Егор твердо знал, что показываться перед людьми, едущими в богатой карете, ни в коем случае нельзя, и отодвинулся еще глубже в кусты. Но когда несущийся с шумом экипаж поравнялся с ним, какая-то непреодолимая сила заставила его быстро выскочить на дорогу и схватиться за волочившиеся сбоку вожжи. Егора так сильно дернуло, что он, сделав несколько шагов, упал и, не отпуская вожжей, потащился волоком. Лошади, пробежав еще немного, остановились. Из кареты выскочил высокий, большеногий и сутуловатый человек в расстегнутом камзоле. Из-под съехавшего набок парика виднелись короткие ярко-рыжие волосы. Он подбежал к Егору, который не знал, что ему делать — стоять ли на месте или немедля бежать в зеленые заросли, и обнял парня длинными руками.

— Майн готт! Ты спасаль наша жизнь! Ду бист — ты ест… как это… молодец!

Людвиг Францевич Кеммерер год назад приехал в Россию из Померании. По протекции старшего брата, обер-берг аптекаря Августа Кеммерера, Людвиг Францевич устроился в департаменте уделов министерства императорского двора, ведавшем землями царской фамилии. Не блиставший у себя на родине умом и способностями, Людвиг Кеммерер был принят здесь как большой специалист по горному промыслу. Сейчас он сопровождал вице-президента департамента уделов Льва Александровича Перовского.

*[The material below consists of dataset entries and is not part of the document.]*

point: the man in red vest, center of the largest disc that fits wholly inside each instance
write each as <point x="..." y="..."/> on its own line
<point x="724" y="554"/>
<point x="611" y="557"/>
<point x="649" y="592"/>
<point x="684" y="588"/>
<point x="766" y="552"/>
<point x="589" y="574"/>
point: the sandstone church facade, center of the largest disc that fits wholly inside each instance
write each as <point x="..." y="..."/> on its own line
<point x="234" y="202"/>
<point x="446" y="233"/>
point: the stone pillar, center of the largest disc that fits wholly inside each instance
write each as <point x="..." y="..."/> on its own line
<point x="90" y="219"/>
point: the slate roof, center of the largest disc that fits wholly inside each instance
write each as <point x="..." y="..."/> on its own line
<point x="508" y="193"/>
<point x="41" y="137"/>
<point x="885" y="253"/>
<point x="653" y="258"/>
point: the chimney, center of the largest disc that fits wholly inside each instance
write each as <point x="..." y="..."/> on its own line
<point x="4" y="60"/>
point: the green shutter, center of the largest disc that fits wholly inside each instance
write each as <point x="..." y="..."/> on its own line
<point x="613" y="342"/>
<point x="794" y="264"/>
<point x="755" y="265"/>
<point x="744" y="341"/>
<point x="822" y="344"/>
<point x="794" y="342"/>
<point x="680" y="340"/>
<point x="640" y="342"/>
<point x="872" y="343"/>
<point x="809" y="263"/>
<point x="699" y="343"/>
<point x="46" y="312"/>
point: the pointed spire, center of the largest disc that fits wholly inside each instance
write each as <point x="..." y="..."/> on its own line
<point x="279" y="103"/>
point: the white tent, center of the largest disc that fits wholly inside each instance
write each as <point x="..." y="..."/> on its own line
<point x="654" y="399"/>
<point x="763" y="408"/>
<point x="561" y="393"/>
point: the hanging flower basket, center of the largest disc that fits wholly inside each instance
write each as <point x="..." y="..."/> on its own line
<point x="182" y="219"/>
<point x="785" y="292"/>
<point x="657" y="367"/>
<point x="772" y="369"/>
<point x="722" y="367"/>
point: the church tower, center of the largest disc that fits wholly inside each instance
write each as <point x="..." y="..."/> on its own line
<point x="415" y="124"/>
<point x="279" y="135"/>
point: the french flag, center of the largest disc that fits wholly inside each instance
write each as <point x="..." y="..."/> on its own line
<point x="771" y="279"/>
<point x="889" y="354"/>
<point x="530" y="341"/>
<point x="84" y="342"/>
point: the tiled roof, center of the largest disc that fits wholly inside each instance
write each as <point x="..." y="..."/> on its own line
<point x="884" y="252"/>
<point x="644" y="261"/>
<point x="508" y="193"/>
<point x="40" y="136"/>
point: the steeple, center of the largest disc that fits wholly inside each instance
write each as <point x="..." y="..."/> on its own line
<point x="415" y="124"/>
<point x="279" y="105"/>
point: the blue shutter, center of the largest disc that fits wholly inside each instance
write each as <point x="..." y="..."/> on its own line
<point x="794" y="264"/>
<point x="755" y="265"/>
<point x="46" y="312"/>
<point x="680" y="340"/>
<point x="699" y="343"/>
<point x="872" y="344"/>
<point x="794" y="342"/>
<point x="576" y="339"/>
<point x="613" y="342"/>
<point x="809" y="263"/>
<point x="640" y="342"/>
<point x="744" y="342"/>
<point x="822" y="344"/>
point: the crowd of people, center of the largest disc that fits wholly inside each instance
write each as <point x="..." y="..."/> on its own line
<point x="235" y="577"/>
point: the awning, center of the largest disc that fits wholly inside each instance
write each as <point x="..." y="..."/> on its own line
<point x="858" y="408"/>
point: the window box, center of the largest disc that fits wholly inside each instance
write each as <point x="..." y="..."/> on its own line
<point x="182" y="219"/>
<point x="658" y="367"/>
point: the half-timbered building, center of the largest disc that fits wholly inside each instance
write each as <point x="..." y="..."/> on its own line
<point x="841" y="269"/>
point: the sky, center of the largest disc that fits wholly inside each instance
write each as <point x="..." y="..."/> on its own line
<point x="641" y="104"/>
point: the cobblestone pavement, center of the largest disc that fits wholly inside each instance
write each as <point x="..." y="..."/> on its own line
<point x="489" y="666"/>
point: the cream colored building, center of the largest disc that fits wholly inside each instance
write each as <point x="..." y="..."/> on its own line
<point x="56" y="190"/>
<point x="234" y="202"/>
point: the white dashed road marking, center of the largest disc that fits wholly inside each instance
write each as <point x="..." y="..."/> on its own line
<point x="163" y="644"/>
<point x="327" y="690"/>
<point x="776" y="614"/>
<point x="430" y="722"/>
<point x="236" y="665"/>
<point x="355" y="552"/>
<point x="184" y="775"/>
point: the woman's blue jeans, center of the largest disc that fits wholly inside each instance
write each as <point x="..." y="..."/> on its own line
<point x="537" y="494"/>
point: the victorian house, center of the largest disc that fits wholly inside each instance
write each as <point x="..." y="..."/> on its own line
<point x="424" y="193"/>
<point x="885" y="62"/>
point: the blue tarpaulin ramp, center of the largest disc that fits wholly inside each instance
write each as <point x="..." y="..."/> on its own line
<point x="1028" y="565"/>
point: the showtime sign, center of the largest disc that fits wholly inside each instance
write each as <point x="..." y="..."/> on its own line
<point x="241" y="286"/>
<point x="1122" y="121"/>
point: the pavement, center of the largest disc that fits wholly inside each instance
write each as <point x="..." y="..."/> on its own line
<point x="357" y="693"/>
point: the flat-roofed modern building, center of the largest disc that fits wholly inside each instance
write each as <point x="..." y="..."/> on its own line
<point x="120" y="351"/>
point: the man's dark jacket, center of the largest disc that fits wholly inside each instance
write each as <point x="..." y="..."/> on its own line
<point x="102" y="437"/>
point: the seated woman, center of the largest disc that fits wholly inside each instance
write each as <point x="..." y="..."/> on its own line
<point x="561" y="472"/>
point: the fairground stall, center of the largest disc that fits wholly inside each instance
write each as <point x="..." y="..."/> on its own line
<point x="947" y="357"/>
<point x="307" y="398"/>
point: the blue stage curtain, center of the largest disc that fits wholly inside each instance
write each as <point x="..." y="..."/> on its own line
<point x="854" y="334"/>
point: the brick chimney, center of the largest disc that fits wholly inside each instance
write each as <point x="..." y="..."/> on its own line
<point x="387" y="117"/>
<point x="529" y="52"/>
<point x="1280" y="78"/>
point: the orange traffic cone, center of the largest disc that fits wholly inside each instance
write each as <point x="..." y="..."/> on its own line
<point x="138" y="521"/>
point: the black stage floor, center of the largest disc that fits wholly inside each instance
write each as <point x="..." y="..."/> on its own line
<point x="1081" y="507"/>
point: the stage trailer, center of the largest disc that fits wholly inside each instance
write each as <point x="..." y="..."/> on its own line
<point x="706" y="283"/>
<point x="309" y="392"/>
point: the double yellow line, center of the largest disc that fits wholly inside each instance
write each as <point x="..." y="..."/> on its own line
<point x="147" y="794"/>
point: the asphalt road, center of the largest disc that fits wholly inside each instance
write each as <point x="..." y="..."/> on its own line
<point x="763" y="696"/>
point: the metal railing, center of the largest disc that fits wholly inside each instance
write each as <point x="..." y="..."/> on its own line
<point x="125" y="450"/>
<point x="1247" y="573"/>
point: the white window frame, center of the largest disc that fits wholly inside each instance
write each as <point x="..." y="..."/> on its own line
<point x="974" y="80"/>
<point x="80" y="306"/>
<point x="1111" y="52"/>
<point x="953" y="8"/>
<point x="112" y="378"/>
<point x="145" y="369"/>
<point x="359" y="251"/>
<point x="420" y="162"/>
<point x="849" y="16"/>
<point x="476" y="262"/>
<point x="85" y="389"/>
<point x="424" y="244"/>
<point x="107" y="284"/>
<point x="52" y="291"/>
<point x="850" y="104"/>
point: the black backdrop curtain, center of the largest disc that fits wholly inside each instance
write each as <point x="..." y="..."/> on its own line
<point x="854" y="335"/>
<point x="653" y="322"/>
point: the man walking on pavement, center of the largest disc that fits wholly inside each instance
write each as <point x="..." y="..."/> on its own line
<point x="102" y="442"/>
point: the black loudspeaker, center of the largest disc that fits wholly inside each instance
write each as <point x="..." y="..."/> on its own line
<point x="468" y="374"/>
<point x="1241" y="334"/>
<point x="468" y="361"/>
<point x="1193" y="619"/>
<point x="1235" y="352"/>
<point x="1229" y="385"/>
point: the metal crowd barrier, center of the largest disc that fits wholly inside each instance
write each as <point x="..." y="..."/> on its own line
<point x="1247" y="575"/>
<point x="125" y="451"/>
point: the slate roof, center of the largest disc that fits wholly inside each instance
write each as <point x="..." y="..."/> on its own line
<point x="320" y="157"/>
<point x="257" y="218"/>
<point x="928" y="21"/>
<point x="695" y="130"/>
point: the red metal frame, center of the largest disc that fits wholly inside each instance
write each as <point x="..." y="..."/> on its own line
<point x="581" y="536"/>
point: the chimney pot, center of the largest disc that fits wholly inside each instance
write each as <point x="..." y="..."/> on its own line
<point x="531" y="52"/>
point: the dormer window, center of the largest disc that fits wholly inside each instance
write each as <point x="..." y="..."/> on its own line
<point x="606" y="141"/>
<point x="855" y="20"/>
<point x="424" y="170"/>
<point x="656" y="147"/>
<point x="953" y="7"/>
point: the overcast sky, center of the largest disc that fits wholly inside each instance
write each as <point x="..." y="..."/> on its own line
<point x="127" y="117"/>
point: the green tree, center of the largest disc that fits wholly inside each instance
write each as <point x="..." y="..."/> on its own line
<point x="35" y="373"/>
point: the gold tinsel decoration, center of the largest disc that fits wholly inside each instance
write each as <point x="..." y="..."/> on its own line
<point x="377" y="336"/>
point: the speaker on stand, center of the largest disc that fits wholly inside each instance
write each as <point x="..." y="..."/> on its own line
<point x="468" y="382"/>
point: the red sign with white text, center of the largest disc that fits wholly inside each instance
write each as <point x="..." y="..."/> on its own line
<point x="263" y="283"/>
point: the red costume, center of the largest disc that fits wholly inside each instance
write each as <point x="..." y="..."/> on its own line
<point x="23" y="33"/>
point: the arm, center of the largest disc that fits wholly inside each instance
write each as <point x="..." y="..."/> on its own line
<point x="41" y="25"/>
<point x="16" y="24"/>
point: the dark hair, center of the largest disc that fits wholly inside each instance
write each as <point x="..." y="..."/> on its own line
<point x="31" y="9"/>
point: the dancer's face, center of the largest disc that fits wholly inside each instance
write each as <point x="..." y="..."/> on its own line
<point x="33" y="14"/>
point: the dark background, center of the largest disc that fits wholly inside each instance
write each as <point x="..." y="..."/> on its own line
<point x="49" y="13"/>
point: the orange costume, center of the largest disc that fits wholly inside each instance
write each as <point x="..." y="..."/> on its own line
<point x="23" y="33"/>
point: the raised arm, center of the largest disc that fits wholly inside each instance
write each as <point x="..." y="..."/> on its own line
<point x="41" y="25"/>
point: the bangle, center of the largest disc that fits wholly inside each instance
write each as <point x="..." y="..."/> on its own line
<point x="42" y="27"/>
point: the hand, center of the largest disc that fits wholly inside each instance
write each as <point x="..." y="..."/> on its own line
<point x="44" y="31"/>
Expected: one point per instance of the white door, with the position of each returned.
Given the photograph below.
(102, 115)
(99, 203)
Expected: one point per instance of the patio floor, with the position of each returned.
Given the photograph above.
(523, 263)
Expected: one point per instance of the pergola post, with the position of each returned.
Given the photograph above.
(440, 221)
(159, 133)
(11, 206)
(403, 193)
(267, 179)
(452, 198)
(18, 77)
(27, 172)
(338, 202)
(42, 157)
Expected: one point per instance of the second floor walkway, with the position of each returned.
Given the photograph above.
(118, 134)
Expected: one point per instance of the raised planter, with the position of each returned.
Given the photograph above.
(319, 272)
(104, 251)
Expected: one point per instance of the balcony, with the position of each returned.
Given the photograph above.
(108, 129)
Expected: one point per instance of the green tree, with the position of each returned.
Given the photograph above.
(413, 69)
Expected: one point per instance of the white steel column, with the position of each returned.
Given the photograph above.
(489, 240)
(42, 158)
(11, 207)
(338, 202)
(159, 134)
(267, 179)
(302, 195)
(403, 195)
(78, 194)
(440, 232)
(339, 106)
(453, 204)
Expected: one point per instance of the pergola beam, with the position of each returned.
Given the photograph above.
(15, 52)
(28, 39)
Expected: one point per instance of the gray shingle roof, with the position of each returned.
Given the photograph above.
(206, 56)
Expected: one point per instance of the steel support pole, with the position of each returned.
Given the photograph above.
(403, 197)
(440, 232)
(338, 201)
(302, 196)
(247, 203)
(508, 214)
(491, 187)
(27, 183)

— Господин Лев Александрович, — обратился Кеммерер по-немецки к пассажиру, сидевшему в глубине кареты, — взгляните-ка на нашего спасителя. Какой богатырь!

В открытой дверце показалось бесстрастное холеное лицо Перовского. На нем была надета модная голубая шляпа.

— Будет вам, Людвиг Францевич. Дайте ему на чай да поедемте побыстрее.

Немец достал из кармана замшевый кошелек, высыпал на ладонь несколько монет и, выбрав из них одну, подал оторопевшему Егору.

Ямщик в это время успел подойти к карете. Немец быстро подскочил к нему сзади, выхватил кнут и несколько раз стегнул по чему попало. Ямщик даже не пытался закрыться от ударов, только наклонил набок обросшую черными волосами голову.

— Перестаньте, барин, до греха доведете, — глухо прохрипел возница и так сверкнул цыганскими глазами, что немец сразу съежился, пробормотал какое-то ругательство и полез в карету.

Экипаж тронулся, а Егор все еще оторопело стоял посреди дороги. Он дождался, когда карета скрылась за кустами, повернулся и медленно пошел в гору.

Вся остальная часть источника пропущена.